Research

With standard System F-sub, we can achieve:

  def map[A,B](f : A => B, x : A) : B = f(x)

With prior works on reachability types (Wei et al. 2024), we can track resources and aliases, and reason about their separation and sharing.

  def map[A^q,B](f : (y : A^⋄) => B^{y} , x : A^q ) : B^{x} = f(x)

The question is, can we do better?

Lightweight Polymorphism: Types

We don’t need parameters A and B to encode such an application. With our projection types, we can type polymorphism without type parameters.

  def map[F](f : F , x : Dom(F)) : Range(F) = f(x)

Similar to the utility types ReturnType and Parameters in TypeScript, but it’s formalized and statically checked.

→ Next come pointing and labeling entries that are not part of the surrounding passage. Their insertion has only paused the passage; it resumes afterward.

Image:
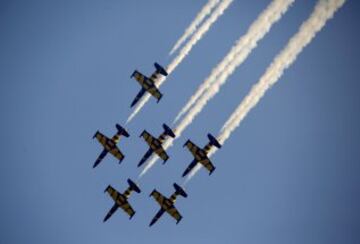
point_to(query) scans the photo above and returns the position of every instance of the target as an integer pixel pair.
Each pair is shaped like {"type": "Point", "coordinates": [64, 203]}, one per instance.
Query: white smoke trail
{"type": "Point", "coordinates": [185, 50]}
{"type": "Point", "coordinates": [324, 10]}
{"type": "Point", "coordinates": [241, 50]}
{"type": "Point", "coordinates": [206, 10]}
{"type": "Point", "coordinates": [245, 45]}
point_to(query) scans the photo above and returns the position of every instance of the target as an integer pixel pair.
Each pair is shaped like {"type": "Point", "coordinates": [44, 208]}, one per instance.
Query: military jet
{"type": "Point", "coordinates": [121, 200]}
{"type": "Point", "coordinates": [110, 144]}
{"type": "Point", "coordinates": [155, 144]}
{"type": "Point", "coordinates": [200, 154]}
{"type": "Point", "coordinates": [148, 84]}
{"type": "Point", "coordinates": [167, 204]}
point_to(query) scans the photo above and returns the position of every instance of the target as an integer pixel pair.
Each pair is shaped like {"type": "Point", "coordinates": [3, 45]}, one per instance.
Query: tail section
{"type": "Point", "coordinates": [160, 69]}
{"type": "Point", "coordinates": [168, 131]}
{"type": "Point", "coordinates": [133, 186]}
{"type": "Point", "coordinates": [179, 191]}
{"type": "Point", "coordinates": [214, 141]}
{"type": "Point", "coordinates": [122, 131]}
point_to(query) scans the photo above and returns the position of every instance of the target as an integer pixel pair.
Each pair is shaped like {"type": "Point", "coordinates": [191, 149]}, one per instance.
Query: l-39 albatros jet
{"type": "Point", "coordinates": [148, 84]}
{"type": "Point", "coordinates": [121, 200]}
{"type": "Point", "coordinates": [200, 154]}
{"type": "Point", "coordinates": [167, 204]}
{"type": "Point", "coordinates": [155, 144]}
{"type": "Point", "coordinates": [110, 144]}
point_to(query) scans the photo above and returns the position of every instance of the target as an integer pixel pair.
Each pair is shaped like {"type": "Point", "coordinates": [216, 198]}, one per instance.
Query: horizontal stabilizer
{"type": "Point", "coordinates": [214, 141]}
{"type": "Point", "coordinates": [168, 131]}
{"type": "Point", "coordinates": [179, 190]}
{"type": "Point", "coordinates": [122, 131]}
{"type": "Point", "coordinates": [160, 69]}
{"type": "Point", "coordinates": [133, 186]}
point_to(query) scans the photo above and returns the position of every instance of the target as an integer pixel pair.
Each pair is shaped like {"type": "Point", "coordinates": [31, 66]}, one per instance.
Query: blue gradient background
{"type": "Point", "coordinates": [288, 174]}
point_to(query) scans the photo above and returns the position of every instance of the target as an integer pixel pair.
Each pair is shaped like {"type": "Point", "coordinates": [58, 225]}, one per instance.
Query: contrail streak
{"type": "Point", "coordinates": [245, 45]}
{"type": "Point", "coordinates": [185, 50]}
{"type": "Point", "coordinates": [324, 10]}
{"type": "Point", "coordinates": [206, 10]}
{"type": "Point", "coordinates": [240, 51]}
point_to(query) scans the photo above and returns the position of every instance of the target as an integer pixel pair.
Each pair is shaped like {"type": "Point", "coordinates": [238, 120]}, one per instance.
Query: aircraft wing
{"type": "Point", "coordinates": [157, 216]}
{"type": "Point", "coordinates": [111, 211]}
{"type": "Point", "coordinates": [175, 214]}
{"type": "Point", "coordinates": [102, 139]}
{"type": "Point", "coordinates": [192, 147]}
{"type": "Point", "coordinates": [208, 165]}
{"type": "Point", "coordinates": [117, 153]}
{"type": "Point", "coordinates": [101, 156]}
{"type": "Point", "coordinates": [138, 97]}
{"type": "Point", "coordinates": [145, 157]}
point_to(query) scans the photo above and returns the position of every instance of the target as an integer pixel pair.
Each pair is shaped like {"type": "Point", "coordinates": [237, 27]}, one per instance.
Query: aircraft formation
{"type": "Point", "coordinates": [155, 146]}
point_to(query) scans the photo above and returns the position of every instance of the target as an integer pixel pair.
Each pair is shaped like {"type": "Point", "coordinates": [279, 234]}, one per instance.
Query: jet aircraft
{"type": "Point", "coordinates": [110, 144]}
{"type": "Point", "coordinates": [155, 144]}
{"type": "Point", "coordinates": [200, 154]}
{"type": "Point", "coordinates": [148, 84]}
{"type": "Point", "coordinates": [167, 204]}
{"type": "Point", "coordinates": [121, 200]}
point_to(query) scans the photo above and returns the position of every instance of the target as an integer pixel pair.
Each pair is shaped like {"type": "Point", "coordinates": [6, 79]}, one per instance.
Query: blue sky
{"type": "Point", "coordinates": [289, 173]}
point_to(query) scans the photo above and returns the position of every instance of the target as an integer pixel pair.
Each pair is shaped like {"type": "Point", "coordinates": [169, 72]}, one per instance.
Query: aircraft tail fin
{"type": "Point", "coordinates": [160, 69]}
{"type": "Point", "coordinates": [122, 131]}
{"type": "Point", "coordinates": [179, 190]}
{"type": "Point", "coordinates": [168, 131]}
{"type": "Point", "coordinates": [133, 186]}
{"type": "Point", "coordinates": [214, 141]}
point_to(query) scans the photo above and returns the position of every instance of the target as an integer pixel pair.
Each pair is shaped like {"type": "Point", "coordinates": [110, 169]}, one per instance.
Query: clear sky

Lightweight Polymorphism: Resource

Resources are not necessarily checked in fine grained, or per reference. We introduce arenas and scopes for guaranteed deallocation.

  def worker(r : Ref[T]^⋄) : Ref[T]^⋄ = {
    val d = !r + 1
    val r2 = new Ref(d) at r  // coallocation, region is shadow
    new Ref(d)                // fresh allocation
  }
  worker(new Ref(..) scoped)  // scoped allocation
  // argument and internal r2 is freed

Selective Other Projects

Research Purposes

• Proving Semantic Type Soundness of System F-omega-sub in Logical Relations.
• Taxiway Finding Algorithm Verification. Artifact for DASC 2020 paper.
• Extraction from Hazel AST to OCaml. Legacy project to extract a legacy version of Hazel into OCaml.

Course Projects

• A Visualization of CDMA. SI 630, Umich.
• A MIPS CPU implementation using Verilog. VE 370, SJTU.

• A Video Game Search Engine. SI 650, Umich.